Leaving his carriages with his suite to follow, he proceeded alone, incognito, on horse-back, as the avant courier. At each station he would announce that his master the emperor, with the imperial carriages, was coming on, and that dinner, supper or lodgings must be provided for so many persons. Calling for a slice of ham and a cup of beer, he would throw himself upon a bench for a few hours’ repose, constantly refusing to take a bed, as the expedition he must make would not allow this indulgence.
At Mohilef, the empress had provided magnificent apartments, in the palace, for the emperor; but he insisted upon taking lodgings at an ordinary inn. At St. Petersburg, notwithstanding the emperor’s repugnance to pomp, Catharine received him with entertainments of the greatest magnificence. Joseph, however, took but little interest in such displays, devoting his attention almost exclusively to useful establishments and monuments of art. He was surprised to find at Tula, manufactories of hardware unsurpassed by those of Sheffield and Birmingham. He expressed his surprise, on his return home, at the mixture of refinement and barbarism Russia had presented to his view.
The empress, seeing that so many princes visited foreign countries, decided to send her son Paul, with Maria, to make the tour of Europe. Obedient to the maternal commands, they commenced their travels through Poland and Austria to Italy, and returned to St. Petersburg, through France and Holland, after an absence of fourteen months. The empress had a confidential agent in their company, who kept her informed, minutely, of every event which transpired. A courier was dispatched every day to inform her where they were and how they were employed.
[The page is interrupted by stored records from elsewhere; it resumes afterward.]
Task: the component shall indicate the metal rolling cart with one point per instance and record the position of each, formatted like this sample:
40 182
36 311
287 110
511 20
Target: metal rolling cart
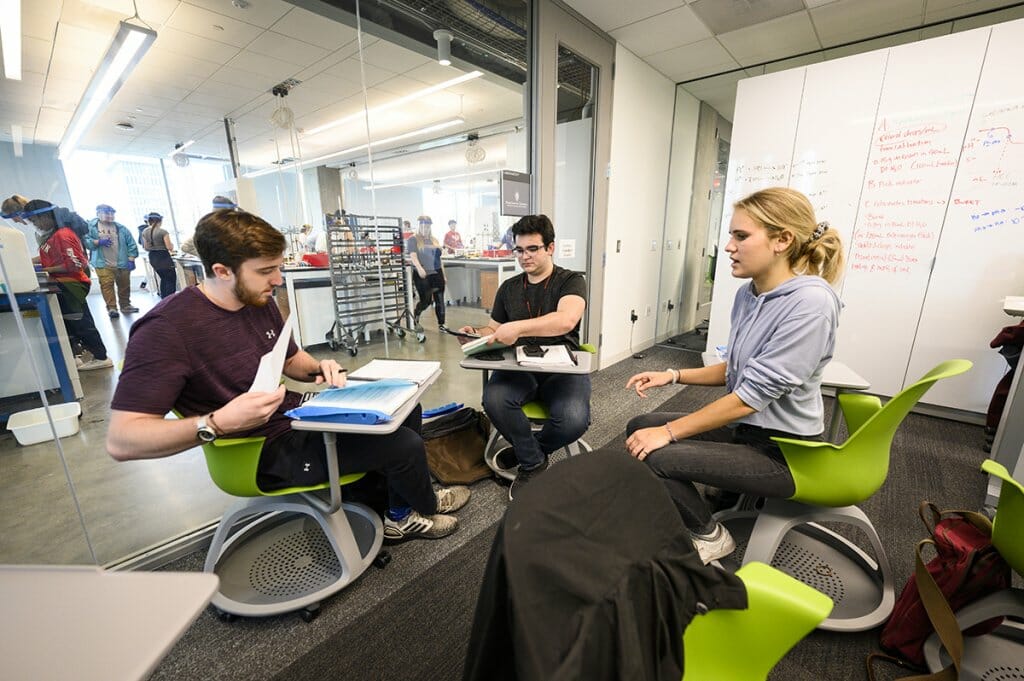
369 278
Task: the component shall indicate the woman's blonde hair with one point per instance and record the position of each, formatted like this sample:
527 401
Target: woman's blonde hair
816 248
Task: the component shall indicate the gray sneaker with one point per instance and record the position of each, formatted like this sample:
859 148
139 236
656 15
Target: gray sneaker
717 545
415 525
452 499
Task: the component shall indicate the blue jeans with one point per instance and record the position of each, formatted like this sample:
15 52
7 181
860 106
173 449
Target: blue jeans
567 399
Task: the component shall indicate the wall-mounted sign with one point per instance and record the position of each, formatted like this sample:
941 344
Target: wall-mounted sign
515 194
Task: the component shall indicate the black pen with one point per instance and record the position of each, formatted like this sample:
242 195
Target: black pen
316 374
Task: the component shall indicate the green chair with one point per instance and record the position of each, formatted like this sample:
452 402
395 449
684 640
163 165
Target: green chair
744 645
829 480
538 413
299 549
1000 653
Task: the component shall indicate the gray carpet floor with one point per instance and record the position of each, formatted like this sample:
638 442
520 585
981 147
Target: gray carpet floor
411 621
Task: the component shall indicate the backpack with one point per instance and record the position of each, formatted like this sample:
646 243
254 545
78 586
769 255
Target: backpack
455 444
966 567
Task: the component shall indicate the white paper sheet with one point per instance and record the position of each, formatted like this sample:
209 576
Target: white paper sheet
271 365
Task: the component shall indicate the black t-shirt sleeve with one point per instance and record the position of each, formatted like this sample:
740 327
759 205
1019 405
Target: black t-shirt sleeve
574 285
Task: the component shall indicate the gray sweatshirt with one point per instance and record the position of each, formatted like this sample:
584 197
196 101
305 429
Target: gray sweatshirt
779 343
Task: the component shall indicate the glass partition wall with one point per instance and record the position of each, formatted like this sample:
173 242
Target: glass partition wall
338 114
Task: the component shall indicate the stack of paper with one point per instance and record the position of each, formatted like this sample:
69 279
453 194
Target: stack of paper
480 345
411 370
554 355
359 401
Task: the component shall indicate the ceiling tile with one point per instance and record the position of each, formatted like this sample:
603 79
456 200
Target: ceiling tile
287 49
315 30
264 67
693 60
856 19
662 32
202 23
610 15
179 42
772 40
258 12
39 19
352 71
939 10
393 57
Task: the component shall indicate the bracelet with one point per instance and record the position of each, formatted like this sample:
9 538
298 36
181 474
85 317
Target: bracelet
213 424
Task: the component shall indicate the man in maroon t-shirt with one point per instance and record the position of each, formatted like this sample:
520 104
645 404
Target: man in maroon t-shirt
198 352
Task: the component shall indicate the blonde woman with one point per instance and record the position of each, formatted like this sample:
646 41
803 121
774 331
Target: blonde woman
782 335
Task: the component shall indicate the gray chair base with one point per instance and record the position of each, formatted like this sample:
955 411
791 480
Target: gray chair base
496 443
786 536
998 654
292 556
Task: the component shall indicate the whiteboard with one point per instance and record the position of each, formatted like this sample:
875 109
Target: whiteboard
761 150
910 153
981 252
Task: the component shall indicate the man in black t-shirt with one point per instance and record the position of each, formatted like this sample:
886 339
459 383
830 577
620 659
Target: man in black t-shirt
543 305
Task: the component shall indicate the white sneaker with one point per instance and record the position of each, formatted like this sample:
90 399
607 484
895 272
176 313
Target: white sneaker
452 499
95 364
717 545
415 525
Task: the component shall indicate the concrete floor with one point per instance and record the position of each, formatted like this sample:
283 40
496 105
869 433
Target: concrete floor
127 507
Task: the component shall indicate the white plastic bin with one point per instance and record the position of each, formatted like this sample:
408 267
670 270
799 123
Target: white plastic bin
32 427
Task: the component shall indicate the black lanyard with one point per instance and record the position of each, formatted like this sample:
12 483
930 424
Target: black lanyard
525 298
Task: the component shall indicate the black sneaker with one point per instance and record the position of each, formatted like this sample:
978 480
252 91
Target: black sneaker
524 476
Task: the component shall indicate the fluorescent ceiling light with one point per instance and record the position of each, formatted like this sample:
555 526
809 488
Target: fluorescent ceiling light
10 38
396 102
15 139
386 140
432 178
128 47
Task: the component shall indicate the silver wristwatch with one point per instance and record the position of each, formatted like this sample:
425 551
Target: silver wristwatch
203 430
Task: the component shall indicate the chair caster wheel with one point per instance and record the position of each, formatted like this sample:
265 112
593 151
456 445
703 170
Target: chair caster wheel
382 559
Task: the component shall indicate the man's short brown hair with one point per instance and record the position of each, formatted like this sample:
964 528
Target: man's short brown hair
231 237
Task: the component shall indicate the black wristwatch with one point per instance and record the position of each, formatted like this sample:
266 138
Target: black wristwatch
203 430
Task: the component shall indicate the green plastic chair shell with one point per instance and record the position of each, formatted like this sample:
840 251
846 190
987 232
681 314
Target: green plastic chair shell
744 645
827 474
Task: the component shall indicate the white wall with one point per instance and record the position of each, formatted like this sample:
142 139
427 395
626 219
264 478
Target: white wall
641 133
680 194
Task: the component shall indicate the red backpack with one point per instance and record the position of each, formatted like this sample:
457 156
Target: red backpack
967 566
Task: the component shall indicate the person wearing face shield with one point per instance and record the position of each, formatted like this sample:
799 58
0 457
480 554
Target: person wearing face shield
60 255
428 273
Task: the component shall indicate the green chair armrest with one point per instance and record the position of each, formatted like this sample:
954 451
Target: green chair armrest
857 409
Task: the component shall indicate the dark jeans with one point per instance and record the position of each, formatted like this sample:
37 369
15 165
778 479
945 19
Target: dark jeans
297 458
567 399
168 282
430 290
739 460
78 318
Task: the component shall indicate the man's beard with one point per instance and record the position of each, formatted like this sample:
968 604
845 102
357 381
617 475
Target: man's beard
248 297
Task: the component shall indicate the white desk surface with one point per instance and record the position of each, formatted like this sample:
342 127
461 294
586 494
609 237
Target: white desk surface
836 375
374 429
509 365
83 623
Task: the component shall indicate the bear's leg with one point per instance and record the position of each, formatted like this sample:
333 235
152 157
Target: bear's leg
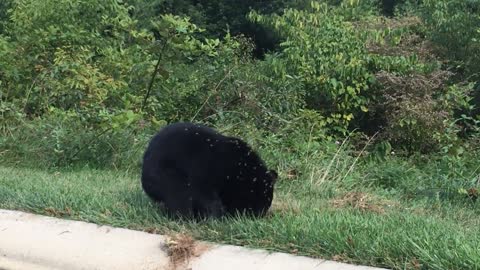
175 191
208 204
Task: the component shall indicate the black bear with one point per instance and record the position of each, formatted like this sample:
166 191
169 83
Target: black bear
196 171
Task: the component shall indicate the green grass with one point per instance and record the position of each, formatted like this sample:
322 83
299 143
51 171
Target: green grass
312 218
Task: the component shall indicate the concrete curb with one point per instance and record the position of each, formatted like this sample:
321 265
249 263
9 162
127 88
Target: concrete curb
34 242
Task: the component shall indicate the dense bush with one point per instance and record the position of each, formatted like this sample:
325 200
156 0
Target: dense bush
112 68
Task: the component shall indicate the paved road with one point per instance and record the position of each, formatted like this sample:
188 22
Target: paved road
33 242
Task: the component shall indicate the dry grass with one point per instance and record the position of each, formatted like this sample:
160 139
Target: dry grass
181 248
363 202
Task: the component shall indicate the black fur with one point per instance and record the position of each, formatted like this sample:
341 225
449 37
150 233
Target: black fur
195 170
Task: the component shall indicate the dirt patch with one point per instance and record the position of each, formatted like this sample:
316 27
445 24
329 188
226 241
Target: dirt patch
363 202
181 248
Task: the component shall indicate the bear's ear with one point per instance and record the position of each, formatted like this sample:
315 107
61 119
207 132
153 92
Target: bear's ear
273 174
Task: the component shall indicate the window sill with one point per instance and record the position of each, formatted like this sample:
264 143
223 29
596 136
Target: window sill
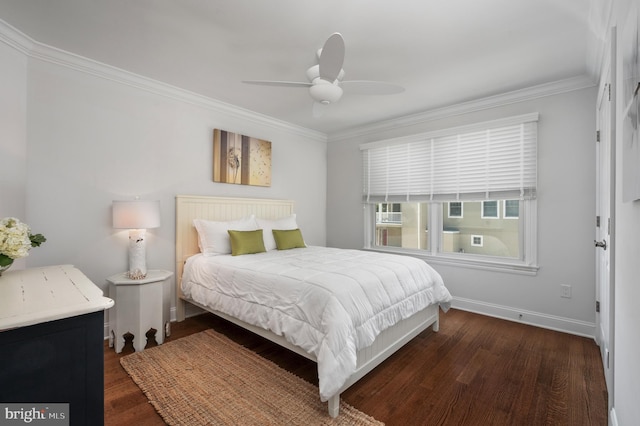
468 261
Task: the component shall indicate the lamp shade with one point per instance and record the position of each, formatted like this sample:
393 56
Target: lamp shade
136 214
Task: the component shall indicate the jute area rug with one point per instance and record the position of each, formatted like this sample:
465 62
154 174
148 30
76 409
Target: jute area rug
207 379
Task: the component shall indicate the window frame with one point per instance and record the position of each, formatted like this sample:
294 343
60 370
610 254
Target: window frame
527 264
482 212
504 210
461 210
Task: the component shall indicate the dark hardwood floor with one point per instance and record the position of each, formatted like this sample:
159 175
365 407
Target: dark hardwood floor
476 370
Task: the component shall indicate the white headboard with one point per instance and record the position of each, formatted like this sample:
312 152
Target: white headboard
189 207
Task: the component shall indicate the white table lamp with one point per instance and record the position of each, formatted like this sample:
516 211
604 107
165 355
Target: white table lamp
137 216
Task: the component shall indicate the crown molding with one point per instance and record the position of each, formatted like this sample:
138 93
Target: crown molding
23 43
508 98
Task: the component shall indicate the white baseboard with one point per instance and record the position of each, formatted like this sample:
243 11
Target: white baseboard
566 325
538 319
613 420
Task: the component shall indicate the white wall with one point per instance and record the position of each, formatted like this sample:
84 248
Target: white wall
566 211
92 139
13 140
13 135
626 387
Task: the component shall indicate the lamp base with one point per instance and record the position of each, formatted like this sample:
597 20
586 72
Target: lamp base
136 275
137 254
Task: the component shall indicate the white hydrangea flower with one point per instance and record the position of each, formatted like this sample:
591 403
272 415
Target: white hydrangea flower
14 238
The relations between Turkey and Russia were continually growing more threatening. Turkey had been compelled to yield the Crimea, and also to surrender the navigation of the Euxine, with the Bosporus and the Dardanelles, to her powerful rival. Galled by these concessions, which had been forced upon her by bullet and bayonet, the Ottoman Porte was ever watching to regain her lost power. Russia, instead of being satisfied with her acquisitions, was eagerly grasping at more. The Greek Christians also, throughout the Turkish empire, hating their Mussulman oppressors, were ever watching for opportunities when they could shake off the burden and the insult of slavery. Thus peace between Russia and Turkey was never more than an armistice. The two powers constantly faced each other in a hostile attitude, ever ready to appeal to arms.